Pode-se ver a intenção do autor em relatar os feitos nada ortodoxos de uma família de migrantes, quando esta se dirigia à Irecê. Segundo o cronista, foi às margens do Rio São Francisco que (lembrem-se, pois, que mesmo no começo do século a ação à se citada a seguir, constitui-se contrária à legislação do país). Então, transcrevemo-la:
“Vicente tomou a dianteira e perguntou ao dono da fazenda, por quanto ele vendia um daqueles animais. Disse que estavam famintos, sofrendo bastante, mas o dono da fazenda não se importou com o sofrimento deles e disse que seus animais não estavam a (sic) venda. ‘Vicente, que era o mais brabo (sic) de todos, gritou: “traga o cravinote! De fome é que a gente não vai morrer.’”RUBEM, 2004, p.17).

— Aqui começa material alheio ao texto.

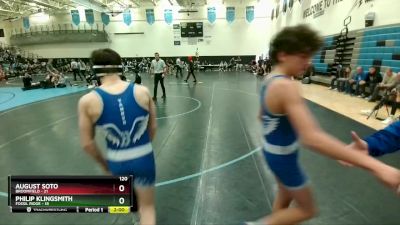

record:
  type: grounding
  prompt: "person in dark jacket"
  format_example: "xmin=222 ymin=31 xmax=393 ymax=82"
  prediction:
xmin=185 ymin=56 xmax=197 ymax=83
xmin=360 ymin=67 xmax=382 ymax=98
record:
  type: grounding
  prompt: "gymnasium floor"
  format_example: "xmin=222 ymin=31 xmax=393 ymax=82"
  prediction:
xmin=0 ymin=71 xmax=399 ymax=225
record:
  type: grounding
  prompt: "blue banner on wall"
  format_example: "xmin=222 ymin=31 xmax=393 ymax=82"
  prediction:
xmin=271 ymin=8 xmax=274 ymax=20
xmin=283 ymin=0 xmax=287 ymax=13
xmin=23 ymin=17 xmax=30 ymax=30
xmin=101 ymin=12 xmax=110 ymax=26
xmin=123 ymin=9 xmax=132 ymax=26
xmin=146 ymin=9 xmax=155 ymax=25
xmin=85 ymin=9 xmax=94 ymax=25
xmin=164 ymin=9 xmax=173 ymax=25
xmin=207 ymin=7 xmax=216 ymax=24
xmin=226 ymin=7 xmax=235 ymax=24
xmin=71 ymin=10 xmax=80 ymax=26
xmin=246 ymin=6 xmax=254 ymax=23
xmin=275 ymin=4 xmax=280 ymax=18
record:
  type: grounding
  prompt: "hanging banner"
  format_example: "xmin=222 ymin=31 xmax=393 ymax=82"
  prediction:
xmin=23 ymin=17 xmax=30 ymax=30
xmin=85 ymin=9 xmax=94 ymax=25
xmin=275 ymin=4 xmax=280 ymax=18
xmin=226 ymin=7 xmax=235 ymax=24
xmin=283 ymin=0 xmax=287 ymax=13
xmin=164 ymin=9 xmax=173 ymax=25
xmin=207 ymin=7 xmax=216 ymax=24
xmin=71 ymin=10 xmax=80 ymax=26
xmin=123 ymin=9 xmax=132 ymax=26
xmin=246 ymin=6 xmax=254 ymax=23
xmin=271 ymin=8 xmax=274 ymax=20
xmin=289 ymin=0 xmax=294 ymax=8
xmin=101 ymin=12 xmax=110 ymax=26
xmin=146 ymin=9 xmax=155 ymax=25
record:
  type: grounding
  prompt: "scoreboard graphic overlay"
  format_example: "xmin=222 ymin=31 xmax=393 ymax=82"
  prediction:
xmin=8 ymin=176 xmax=136 ymax=213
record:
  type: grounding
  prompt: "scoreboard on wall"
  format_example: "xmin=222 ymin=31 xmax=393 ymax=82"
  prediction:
xmin=8 ymin=176 xmax=136 ymax=213
xmin=180 ymin=22 xmax=203 ymax=38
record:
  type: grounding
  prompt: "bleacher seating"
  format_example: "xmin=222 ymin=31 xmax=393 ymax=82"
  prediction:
xmin=312 ymin=36 xmax=335 ymax=75
xmin=311 ymin=24 xmax=400 ymax=85
xmin=356 ymin=25 xmax=400 ymax=73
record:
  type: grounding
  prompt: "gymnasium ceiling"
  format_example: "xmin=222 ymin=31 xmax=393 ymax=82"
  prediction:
xmin=0 ymin=0 xmax=250 ymax=19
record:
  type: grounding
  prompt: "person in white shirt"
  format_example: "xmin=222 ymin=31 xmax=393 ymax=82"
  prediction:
xmin=150 ymin=52 xmax=167 ymax=100
xmin=175 ymin=57 xmax=183 ymax=78
xmin=71 ymin=59 xmax=83 ymax=81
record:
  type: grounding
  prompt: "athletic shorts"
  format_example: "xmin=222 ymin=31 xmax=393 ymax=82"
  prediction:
xmin=108 ymin=151 xmax=156 ymax=187
xmin=263 ymin=149 xmax=308 ymax=190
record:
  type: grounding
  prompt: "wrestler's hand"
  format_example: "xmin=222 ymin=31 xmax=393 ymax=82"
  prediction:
xmin=339 ymin=131 xmax=368 ymax=167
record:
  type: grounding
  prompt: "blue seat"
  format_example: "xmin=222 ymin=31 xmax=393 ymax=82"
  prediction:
xmin=383 ymin=48 xmax=391 ymax=53
xmin=388 ymin=27 xmax=397 ymax=33
xmin=392 ymin=67 xmax=400 ymax=73
xmin=358 ymin=53 xmax=366 ymax=59
xmin=382 ymin=53 xmax=392 ymax=60
xmin=382 ymin=60 xmax=400 ymax=67
xmin=391 ymin=60 xmax=400 ymax=67
xmin=368 ymin=41 xmax=375 ymax=47
xmin=392 ymin=47 xmax=400 ymax=53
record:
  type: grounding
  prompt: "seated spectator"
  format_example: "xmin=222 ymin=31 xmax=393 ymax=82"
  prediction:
xmin=0 ymin=65 xmax=7 ymax=82
xmin=368 ymin=68 xmax=397 ymax=102
xmin=40 ymin=72 xmax=56 ymax=89
xmin=328 ymin=64 xmax=343 ymax=90
xmin=361 ymin=73 xmax=400 ymax=124
xmin=223 ymin=61 xmax=228 ymax=71
xmin=346 ymin=66 xmax=366 ymax=95
xmin=54 ymin=73 xmax=70 ymax=88
xmin=235 ymin=56 xmax=243 ymax=71
xmin=219 ymin=61 xmax=225 ymax=72
xmin=382 ymin=73 xmax=400 ymax=124
xmin=359 ymin=67 xmax=381 ymax=98
xmin=336 ymin=66 xmax=352 ymax=92
xmin=22 ymin=72 xmax=41 ymax=90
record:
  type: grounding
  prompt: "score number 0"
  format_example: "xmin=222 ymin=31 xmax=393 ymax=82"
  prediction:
xmin=118 ymin=176 xmax=128 ymax=205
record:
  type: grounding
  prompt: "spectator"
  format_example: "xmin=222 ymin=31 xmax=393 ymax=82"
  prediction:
xmin=337 ymin=66 xmax=352 ymax=92
xmin=71 ymin=59 xmax=83 ymax=81
xmin=328 ymin=64 xmax=343 ymax=90
xmin=21 ymin=72 xmax=41 ymax=90
xmin=175 ymin=57 xmax=183 ymax=78
xmin=219 ymin=61 xmax=225 ymax=72
xmin=346 ymin=66 xmax=366 ymax=96
xmin=0 ymin=65 xmax=7 ymax=82
xmin=359 ymin=67 xmax=381 ymax=98
xmin=382 ymin=73 xmax=400 ymax=124
xmin=54 ymin=73 xmax=70 ymax=88
xmin=368 ymin=68 xmax=397 ymax=102
xmin=235 ymin=56 xmax=242 ymax=71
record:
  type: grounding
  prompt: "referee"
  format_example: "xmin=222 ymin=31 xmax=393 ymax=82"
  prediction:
xmin=151 ymin=52 xmax=167 ymax=100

Iguais esta passagem várias ilustram a obra. É interessante a tendência da interpretação dos relatos por parte do escriba, uma vez que ele parece submergir no ambiente da narrativa. Confira no excerto: “(...) Vicente caminhou alguns passos, aproximou-se de um boi gordo, apontou a arma para a cabeça e disparou, matando o animal na hora.” RUBEM, 2004, p.17).
Já segunda parte do livro, à qual o autor sugere no prefácio ser outro livro, é na verdade uma coluna social, pois, ali há mera exposição de figuras (dispensa-se qualquer juízo). Assim sendo, fica perceptível a acriticidade da obra.

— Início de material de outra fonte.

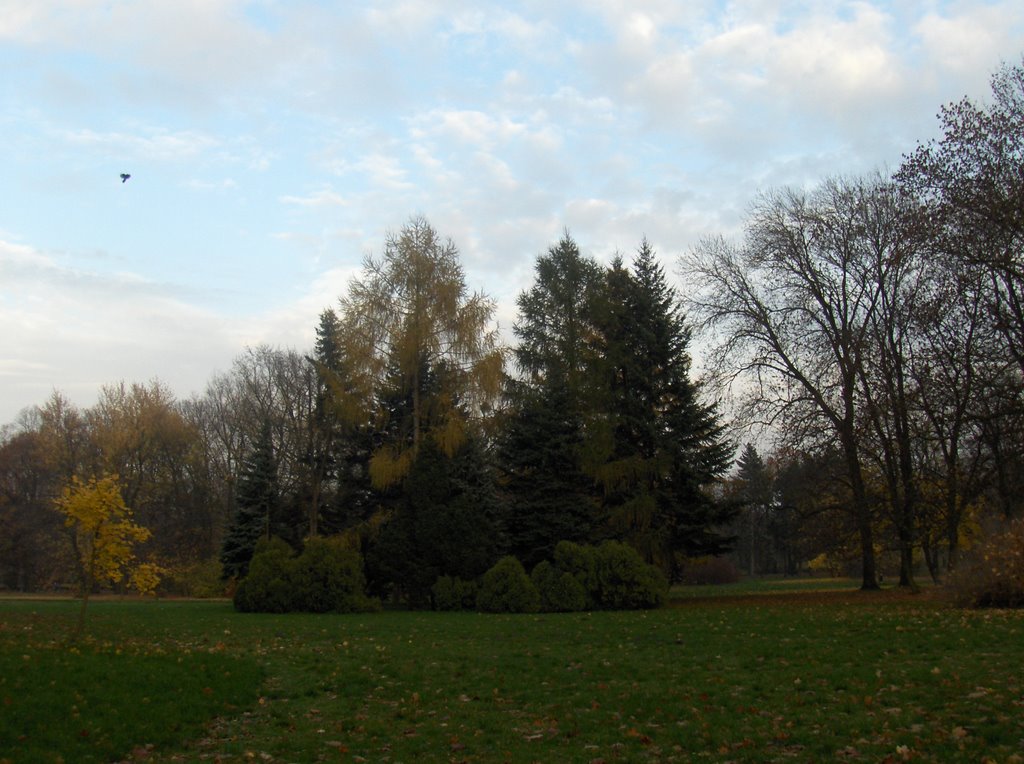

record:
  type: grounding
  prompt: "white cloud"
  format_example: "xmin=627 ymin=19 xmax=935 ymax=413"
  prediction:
xmin=279 ymin=188 xmax=349 ymax=208
xmin=60 ymin=126 xmax=219 ymax=161
xmin=915 ymin=2 xmax=1024 ymax=86
xmin=0 ymin=233 xmax=373 ymax=422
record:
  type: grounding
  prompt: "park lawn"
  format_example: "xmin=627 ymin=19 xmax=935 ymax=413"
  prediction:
xmin=1 ymin=590 xmax=1022 ymax=763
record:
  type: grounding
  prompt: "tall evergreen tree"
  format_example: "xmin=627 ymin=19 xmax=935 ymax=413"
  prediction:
xmin=304 ymin=309 xmax=344 ymax=537
xmin=591 ymin=240 xmax=735 ymax=575
xmin=500 ymin=234 xmax=605 ymax=560
xmin=513 ymin=232 xmax=604 ymax=397
xmin=498 ymin=378 xmax=597 ymax=568
xmin=220 ymin=421 xmax=282 ymax=579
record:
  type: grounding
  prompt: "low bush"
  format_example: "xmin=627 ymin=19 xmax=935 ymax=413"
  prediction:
xmin=432 ymin=576 xmax=478 ymax=611
xmin=234 ymin=537 xmax=296 ymax=613
xmin=233 ymin=536 xmax=379 ymax=613
xmin=289 ymin=537 xmax=379 ymax=613
xmin=592 ymin=541 xmax=668 ymax=610
xmin=553 ymin=540 xmax=599 ymax=608
xmin=947 ymin=519 xmax=1024 ymax=608
xmin=547 ymin=540 xmax=667 ymax=610
xmin=531 ymin=560 xmax=587 ymax=612
xmin=477 ymin=556 xmax=540 ymax=613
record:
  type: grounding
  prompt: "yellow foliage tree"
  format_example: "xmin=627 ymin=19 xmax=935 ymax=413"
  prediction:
xmin=338 ymin=217 xmax=505 ymax=488
xmin=55 ymin=474 xmax=158 ymax=635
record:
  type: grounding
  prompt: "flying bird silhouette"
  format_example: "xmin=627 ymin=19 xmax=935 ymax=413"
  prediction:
xmin=120 ymin=173 xmax=131 ymax=183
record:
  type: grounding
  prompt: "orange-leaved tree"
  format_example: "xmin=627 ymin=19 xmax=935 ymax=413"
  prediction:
xmin=55 ymin=474 xmax=159 ymax=636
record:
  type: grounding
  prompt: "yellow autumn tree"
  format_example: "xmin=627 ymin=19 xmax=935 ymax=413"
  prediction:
xmin=55 ymin=474 xmax=158 ymax=635
xmin=338 ymin=217 xmax=505 ymax=488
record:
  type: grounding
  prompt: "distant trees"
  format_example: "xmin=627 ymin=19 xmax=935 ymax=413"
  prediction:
xmin=729 ymin=444 xmax=774 ymax=576
xmin=0 ymin=426 xmax=61 ymax=591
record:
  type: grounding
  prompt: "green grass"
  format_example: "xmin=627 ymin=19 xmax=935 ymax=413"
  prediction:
xmin=1 ymin=592 xmax=1022 ymax=763
xmin=670 ymin=575 xmax=869 ymax=599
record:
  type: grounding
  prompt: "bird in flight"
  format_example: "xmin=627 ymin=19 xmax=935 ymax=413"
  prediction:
xmin=120 ymin=173 xmax=131 ymax=183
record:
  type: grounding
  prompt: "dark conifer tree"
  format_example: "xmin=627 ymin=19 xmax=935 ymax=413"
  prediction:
xmin=513 ymin=232 xmax=604 ymax=396
xmin=591 ymin=240 xmax=735 ymax=575
xmin=499 ymin=377 xmax=597 ymax=568
xmin=500 ymin=233 xmax=605 ymax=561
xmin=366 ymin=437 xmax=504 ymax=606
xmin=220 ymin=421 xmax=282 ymax=579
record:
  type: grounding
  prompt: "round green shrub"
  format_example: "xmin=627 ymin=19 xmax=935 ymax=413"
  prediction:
xmin=431 ymin=576 xmax=478 ymax=611
xmin=233 ymin=537 xmax=296 ymax=613
xmin=531 ymin=560 xmax=587 ymax=612
xmin=233 ymin=536 xmax=378 ymax=613
xmin=553 ymin=540 xmax=599 ymax=608
xmin=289 ymin=537 xmax=379 ymax=613
xmin=477 ymin=556 xmax=540 ymax=613
xmin=592 ymin=541 xmax=668 ymax=610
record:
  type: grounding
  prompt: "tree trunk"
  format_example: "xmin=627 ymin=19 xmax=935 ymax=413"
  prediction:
xmin=844 ymin=435 xmax=879 ymax=591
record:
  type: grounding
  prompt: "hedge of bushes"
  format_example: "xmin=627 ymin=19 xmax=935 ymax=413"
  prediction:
xmin=433 ymin=540 xmax=668 ymax=613
xmin=233 ymin=536 xmax=380 ymax=613
xmin=232 ymin=536 xmax=668 ymax=614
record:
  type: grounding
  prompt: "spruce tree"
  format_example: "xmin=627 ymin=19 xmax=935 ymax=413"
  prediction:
xmin=220 ymin=421 xmax=282 ymax=579
xmin=366 ymin=437 xmax=504 ymax=606
xmin=500 ymin=233 xmax=605 ymax=562
xmin=591 ymin=240 xmax=735 ymax=575
xmin=499 ymin=377 xmax=597 ymax=568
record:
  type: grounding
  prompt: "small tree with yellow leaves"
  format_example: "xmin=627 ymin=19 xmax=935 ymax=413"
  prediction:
xmin=55 ymin=474 xmax=158 ymax=635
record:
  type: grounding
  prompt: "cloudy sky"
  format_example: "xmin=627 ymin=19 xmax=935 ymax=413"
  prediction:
xmin=1 ymin=1 xmax=1022 ymax=426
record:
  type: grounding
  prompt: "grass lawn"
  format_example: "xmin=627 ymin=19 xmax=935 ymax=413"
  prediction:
xmin=1 ymin=584 xmax=1022 ymax=763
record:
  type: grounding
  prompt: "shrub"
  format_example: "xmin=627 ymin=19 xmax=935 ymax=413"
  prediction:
xmin=233 ymin=536 xmax=379 ymax=613
xmin=289 ymin=537 xmax=379 ymax=613
xmin=679 ymin=556 xmax=741 ymax=585
xmin=531 ymin=560 xmax=587 ymax=612
xmin=948 ymin=519 xmax=1024 ymax=608
xmin=432 ymin=576 xmax=478 ymax=611
xmin=233 ymin=537 xmax=296 ymax=613
xmin=592 ymin=541 xmax=668 ymax=610
xmin=477 ymin=556 xmax=540 ymax=613
xmin=553 ymin=540 xmax=599 ymax=608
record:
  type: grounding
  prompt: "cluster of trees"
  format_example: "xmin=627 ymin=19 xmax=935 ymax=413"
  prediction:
xmin=692 ymin=60 xmax=1024 ymax=590
xmin=1 ymin=59 xmax=1021 ymax=599
xmin=0 ymin=217 xmax=733 ymax=603
xmin=218 ymin=218 xmax=734 ymax=605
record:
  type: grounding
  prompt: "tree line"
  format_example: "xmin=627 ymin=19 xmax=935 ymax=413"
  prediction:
xmin=697 ymin=60 xmax=1024 ymax=590
xmin=1 ymin=59 xmax=1021 ymax=598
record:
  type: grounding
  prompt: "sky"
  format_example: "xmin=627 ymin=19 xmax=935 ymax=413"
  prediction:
xmin=1 ymin=1 xmax=1023 ymax=427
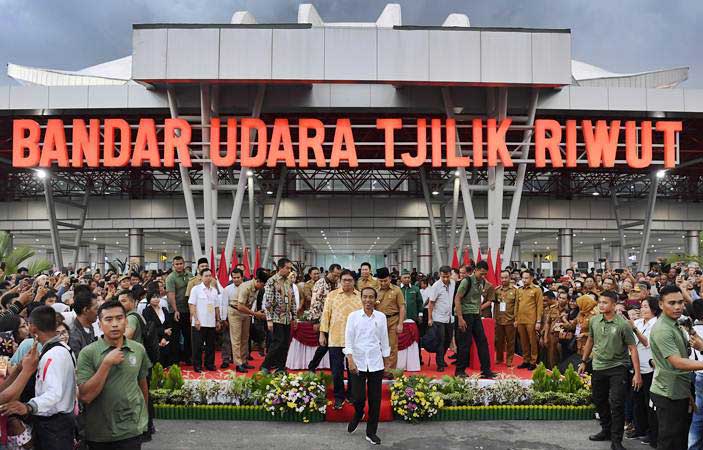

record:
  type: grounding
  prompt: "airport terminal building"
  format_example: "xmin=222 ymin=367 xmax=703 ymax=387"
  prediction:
xmin=1 ymin=3 xmax=702 ymax=276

Ver-se, portanto, o esforço do autor por meio de sua versão das estórias, transforma a multíplice significação da diáspora nordestina em fragmentos da história. Para tanto, fundamenta-se na subjetividade dos relatos orais que lhes foram contadas por aqueles que, de uma forma ou de outra sobreviveram e, com um golpe de sorte conseguiram se firmar.
Para Hutcheon (1991, p. 210-211) O poder subjetivo da narrativa oral é totalizante, levando à crença de que ao transformá-la em escrita, constitui-se história. Entretanto, é sabido que isto não se aplica à obra: Irecê a saga dos migrantes e historias de sucesso porque há vários hiatos no que se refere à estrutura da narrativa: ordem do discurso e metalinguagem. Por fim, esta metaficção historiográfica traz de maneira subliminar elementos da pós-modernidade, isto é, diante de uma crise de identidade, certos indivíduos ou grupos buscam o resgate e reificação de seu passado.
Bibliografias

HUTCHEON, Linda. Poética do Pós-modernismo: história, teoria, ficção. Rio de Janeiro: Imago Ed., 1991.
RUBEM, Jackson. Irecê a saga dos migrantes: histórias de sucesso. Irecê [BA], Print Fox, 2004.